Plus

Delegiertenversammlung des SVLT: 2021 war ein gutes Jahr

Die Delegierten des Schweizerischen Verbandes für Landtechnik wurden im Murten über einen Wechsel im Vorstand und gute Geschäftsgänge informiert.

Ausgerechnet am 1. April 2021 versammelten sich die Delegierten der 23. Sektionen des Schweizerischen Verbandes für Landtechnik (SVLT) zur ihrer 98. Versammlung in Murten.
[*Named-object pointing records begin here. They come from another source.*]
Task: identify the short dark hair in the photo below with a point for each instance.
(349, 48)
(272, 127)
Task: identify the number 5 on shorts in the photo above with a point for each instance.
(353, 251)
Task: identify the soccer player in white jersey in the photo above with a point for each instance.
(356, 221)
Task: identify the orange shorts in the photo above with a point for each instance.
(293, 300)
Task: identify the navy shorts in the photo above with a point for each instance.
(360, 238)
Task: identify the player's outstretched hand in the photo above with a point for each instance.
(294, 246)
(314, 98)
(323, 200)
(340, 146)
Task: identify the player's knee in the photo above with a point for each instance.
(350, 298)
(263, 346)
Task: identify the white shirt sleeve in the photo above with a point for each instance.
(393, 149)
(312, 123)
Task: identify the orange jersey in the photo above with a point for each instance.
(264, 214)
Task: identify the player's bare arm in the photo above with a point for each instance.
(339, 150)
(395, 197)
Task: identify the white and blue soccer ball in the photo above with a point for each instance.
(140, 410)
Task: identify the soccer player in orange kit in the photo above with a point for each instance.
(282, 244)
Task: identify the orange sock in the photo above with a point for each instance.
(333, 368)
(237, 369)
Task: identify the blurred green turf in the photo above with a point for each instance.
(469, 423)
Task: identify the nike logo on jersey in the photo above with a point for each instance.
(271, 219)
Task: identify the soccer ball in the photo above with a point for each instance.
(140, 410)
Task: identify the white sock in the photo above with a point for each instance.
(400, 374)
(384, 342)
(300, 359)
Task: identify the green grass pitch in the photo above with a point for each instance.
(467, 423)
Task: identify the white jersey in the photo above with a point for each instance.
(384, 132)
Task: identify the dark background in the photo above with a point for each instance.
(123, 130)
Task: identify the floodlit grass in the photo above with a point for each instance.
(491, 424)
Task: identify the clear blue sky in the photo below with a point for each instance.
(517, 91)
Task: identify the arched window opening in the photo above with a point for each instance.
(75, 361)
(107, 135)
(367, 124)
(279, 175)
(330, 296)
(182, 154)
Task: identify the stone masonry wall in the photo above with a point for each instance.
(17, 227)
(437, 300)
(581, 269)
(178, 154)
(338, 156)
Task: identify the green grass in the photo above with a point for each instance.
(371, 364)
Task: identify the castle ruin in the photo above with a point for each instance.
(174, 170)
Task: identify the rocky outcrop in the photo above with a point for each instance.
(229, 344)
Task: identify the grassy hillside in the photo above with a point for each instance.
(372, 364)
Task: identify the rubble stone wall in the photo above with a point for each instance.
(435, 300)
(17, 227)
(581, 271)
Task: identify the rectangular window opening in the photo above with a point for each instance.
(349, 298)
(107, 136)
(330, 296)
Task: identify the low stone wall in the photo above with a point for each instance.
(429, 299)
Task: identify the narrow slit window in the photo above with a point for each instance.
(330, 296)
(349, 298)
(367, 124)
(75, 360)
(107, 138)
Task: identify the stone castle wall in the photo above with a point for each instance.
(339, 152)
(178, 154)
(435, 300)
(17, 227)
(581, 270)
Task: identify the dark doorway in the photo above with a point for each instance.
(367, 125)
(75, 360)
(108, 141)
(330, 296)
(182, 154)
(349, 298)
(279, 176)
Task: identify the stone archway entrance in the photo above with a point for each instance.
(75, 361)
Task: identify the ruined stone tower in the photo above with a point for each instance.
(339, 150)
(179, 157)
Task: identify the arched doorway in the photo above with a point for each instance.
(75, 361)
Schlimme Aprilscherze hatten sie nicht zu befürchten; es gab mehrere gute Nachrichten.

Rückblick auf ein gutes Jahr

Wie der SVLT in einer Medienmitteilung bekannt gibt, ist das vergangene Jahr aus Sicht des Verbandes gut verlaufen: So könne der Verband einen Ertragsüberschuss von 50 000 Franken vorweisen, wobei Rückvergütungen an die Sektionen in der Höhe von 80'000 Franken bereits mit eingerechnet seien.

Mit über 1200 Teilnehmenden an knapp 260 «G40»-Fahrkursen habe man 2021 einen Höchstwert in diesem Segment verzeichnen können, heisst es weiter. Weil während der Pandemie Veranstaltungen und Ausstellungen ausgeblieben seien, habe man ausserdem sparen können, schreibt der Verband weiter. Zusätzlich sei in der Fachzeitschrift «Schweizer Landtechnik» in grösserem Umfang inseriert worden, was dem Verband zusätzliche Mehreinnahmen generiert habe.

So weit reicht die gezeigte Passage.